There are things to love
about The Sontaran Experiment beyond its function though. There’s Kevin
Lindsay, adding layers of character to the Sontarans as a species, and selling them
to us as more than just one individual, but a whole species geared to a single
ultimate purpose – the endless, ongoing promulgation of war through all means,
brutal and scientific. There’s Tom Baker continuing the strong work of his
first season in developing a Doctor that was quite unlike his predecessor in
terms of his actions, his way of doing things, and the bear-like joy and
enthusiasm he took in the universe. There’s Elizabeth Sladen doing her best to
sell the peril despite, as it turns out, being more than a little fed up and
freezing and sitting about on Dartmoor with a wet bottom. And there’s the
central idea – while no-one could legitimately claim that Baker and Martin’s
script bristles with the kind of strong dialogue moments of either the previous
story or the one that would follow it, the central notion of a Sontaran
torturing people for purely scientific reasons is a good one. As we’ve said, in
another season that wasn’t already crammed to the gills with body-horror,
scientific horror and Nazi ideology (scientific fascism of course having
featured in Robot too), it’s an idea that could have been far better realised
as a four-part story, with a full budget, more Sontarans from the outset, a
stronger in-story rationalisation for the research being done and more for
Harry to do.
In a season of stories
that to this day are judged as highlights of the Classic era though, what The
Sontaran Experiment manages to do is two-fold – despite its limitations, it
doesn’t fail utterly, which much of the evidence would suggest it should do.
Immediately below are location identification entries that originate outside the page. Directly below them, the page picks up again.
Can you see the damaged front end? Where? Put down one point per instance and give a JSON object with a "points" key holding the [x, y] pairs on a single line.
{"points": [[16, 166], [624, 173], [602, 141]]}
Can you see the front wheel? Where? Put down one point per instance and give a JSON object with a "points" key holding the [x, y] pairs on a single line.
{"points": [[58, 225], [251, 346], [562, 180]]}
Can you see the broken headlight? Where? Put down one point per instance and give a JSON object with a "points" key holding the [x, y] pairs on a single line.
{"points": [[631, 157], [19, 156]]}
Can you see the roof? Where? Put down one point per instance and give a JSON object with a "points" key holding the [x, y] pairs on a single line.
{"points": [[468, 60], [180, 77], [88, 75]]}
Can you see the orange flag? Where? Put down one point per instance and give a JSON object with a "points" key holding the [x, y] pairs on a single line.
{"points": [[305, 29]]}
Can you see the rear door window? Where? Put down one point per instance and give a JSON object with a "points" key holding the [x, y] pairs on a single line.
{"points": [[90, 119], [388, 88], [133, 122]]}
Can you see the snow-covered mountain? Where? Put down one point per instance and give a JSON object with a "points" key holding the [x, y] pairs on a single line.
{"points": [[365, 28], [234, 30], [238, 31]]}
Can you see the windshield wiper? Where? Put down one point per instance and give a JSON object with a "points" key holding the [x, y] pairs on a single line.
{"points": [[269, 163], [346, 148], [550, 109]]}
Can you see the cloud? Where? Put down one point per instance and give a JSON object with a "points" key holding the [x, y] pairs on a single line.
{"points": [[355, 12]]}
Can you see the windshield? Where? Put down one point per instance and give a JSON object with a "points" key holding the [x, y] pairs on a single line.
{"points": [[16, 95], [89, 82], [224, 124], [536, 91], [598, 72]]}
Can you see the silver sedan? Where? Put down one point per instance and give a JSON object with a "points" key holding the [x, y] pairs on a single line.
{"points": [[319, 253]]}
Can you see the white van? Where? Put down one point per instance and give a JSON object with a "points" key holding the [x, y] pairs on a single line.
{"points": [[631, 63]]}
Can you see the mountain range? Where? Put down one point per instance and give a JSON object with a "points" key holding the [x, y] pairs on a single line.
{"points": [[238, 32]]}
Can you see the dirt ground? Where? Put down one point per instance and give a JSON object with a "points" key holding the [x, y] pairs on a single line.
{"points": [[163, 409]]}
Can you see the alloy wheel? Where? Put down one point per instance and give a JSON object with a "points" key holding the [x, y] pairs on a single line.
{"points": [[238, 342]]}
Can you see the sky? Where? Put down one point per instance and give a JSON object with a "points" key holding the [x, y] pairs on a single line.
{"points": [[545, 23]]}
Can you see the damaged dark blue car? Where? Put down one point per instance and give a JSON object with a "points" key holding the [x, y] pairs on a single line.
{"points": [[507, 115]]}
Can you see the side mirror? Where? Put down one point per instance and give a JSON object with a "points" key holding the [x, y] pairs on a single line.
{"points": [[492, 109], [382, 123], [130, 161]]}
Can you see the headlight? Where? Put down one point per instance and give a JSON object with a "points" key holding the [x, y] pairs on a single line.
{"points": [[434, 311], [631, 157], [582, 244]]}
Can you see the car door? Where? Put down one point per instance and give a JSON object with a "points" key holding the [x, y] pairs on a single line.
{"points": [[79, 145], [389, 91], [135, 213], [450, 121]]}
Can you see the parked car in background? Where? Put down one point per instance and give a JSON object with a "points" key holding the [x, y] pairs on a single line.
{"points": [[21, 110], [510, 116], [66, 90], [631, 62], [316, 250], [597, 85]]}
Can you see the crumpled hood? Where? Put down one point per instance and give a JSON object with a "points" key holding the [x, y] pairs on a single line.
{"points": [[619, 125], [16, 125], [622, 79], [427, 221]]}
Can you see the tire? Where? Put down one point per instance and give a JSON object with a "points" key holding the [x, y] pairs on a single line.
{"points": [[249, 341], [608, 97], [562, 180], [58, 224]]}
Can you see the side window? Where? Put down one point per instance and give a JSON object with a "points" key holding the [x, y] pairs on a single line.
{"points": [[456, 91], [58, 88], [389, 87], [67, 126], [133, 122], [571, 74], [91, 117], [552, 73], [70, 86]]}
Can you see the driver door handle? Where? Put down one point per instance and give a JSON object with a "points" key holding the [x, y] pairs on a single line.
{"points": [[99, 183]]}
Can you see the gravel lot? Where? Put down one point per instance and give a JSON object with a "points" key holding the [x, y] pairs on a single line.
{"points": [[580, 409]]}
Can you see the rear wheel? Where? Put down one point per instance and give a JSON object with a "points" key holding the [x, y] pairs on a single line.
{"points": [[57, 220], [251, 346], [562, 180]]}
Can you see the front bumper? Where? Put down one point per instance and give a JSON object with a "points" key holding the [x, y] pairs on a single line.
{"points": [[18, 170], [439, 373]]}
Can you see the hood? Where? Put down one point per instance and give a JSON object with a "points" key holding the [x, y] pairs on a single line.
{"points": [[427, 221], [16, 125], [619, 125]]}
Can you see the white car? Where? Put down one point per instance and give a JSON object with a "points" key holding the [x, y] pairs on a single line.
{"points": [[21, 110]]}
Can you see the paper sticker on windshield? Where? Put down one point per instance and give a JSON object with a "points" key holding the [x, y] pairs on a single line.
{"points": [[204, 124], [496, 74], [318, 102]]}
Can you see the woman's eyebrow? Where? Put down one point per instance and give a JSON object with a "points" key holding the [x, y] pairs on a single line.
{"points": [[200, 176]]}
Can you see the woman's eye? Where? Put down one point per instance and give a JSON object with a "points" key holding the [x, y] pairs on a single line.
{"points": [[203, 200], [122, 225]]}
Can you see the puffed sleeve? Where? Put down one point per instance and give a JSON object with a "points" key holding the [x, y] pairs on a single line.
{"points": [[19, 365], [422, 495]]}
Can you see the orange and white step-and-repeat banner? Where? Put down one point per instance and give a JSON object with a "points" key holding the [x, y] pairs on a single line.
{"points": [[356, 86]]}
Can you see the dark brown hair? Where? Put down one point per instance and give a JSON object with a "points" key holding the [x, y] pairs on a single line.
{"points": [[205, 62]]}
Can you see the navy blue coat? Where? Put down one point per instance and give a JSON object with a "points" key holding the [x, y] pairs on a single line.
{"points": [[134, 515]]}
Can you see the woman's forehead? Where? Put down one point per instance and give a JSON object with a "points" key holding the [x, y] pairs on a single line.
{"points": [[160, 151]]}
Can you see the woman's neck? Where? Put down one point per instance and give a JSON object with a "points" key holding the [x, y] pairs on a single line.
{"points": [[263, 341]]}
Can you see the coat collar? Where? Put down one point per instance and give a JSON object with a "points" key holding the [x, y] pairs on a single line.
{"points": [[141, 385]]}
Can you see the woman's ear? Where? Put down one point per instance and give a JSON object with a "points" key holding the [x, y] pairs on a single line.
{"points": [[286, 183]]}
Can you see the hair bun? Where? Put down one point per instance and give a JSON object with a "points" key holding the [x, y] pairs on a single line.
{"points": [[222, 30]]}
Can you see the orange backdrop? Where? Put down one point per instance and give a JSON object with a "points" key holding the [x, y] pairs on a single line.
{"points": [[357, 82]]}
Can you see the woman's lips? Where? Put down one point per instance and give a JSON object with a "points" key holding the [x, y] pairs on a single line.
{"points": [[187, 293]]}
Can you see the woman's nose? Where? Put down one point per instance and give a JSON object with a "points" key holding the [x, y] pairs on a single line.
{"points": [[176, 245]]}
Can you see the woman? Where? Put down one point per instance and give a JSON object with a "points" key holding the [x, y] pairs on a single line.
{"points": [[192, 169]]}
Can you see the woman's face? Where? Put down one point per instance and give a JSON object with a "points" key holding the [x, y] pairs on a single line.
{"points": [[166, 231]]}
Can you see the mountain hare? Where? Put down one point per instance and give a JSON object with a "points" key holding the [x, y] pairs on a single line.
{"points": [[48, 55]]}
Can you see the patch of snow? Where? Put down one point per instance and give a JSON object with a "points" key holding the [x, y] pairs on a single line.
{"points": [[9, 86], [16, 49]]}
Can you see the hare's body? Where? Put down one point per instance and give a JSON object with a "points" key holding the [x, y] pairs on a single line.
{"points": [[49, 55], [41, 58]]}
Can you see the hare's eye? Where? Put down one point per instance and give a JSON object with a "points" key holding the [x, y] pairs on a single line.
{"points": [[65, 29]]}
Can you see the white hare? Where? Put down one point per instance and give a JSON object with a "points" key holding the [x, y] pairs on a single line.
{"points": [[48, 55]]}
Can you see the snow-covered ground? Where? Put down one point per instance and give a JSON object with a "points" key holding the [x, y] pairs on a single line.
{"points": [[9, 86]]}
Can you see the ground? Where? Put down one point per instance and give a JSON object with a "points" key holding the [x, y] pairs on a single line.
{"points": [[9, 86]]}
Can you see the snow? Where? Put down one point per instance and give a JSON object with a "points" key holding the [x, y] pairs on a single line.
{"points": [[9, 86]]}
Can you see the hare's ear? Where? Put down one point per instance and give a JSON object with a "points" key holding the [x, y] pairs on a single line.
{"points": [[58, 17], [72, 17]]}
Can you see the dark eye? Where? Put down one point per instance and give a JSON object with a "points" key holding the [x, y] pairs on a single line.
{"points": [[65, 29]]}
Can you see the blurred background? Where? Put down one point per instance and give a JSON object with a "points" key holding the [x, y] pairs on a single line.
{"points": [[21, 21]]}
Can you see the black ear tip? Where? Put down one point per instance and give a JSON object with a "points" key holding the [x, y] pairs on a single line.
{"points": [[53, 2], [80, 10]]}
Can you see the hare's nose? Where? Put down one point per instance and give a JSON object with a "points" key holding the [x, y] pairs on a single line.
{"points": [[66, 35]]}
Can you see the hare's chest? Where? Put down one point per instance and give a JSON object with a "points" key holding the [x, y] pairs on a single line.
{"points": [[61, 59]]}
And
it gives the viewer that refresher, an atmospheric lightness, despite the dark
themes of the research itself. Yes, it’s a story that deals ridiculously
quickly with the single Sontaran in situ, and bizarrely easily with the
impending invasion threat – really, the warmongers would cancel a good invasion
simply because a torturer’s report isn’t available? – but ultimately, the
legacy of The Sontaran Experiment is
that it holds its own and fulfils its function in the season, elevating its
alien threat from a one-shot wonder to a potential returning villain that could
breathe the same air time as the Daleks and the Cybermen. If The Time Warrior
is a better Sontaran story, The Sontaran Experiment is what ensured them an
enduring place in the mythos as a species that fans would clamour to see again
and again over the rest of the show’s run.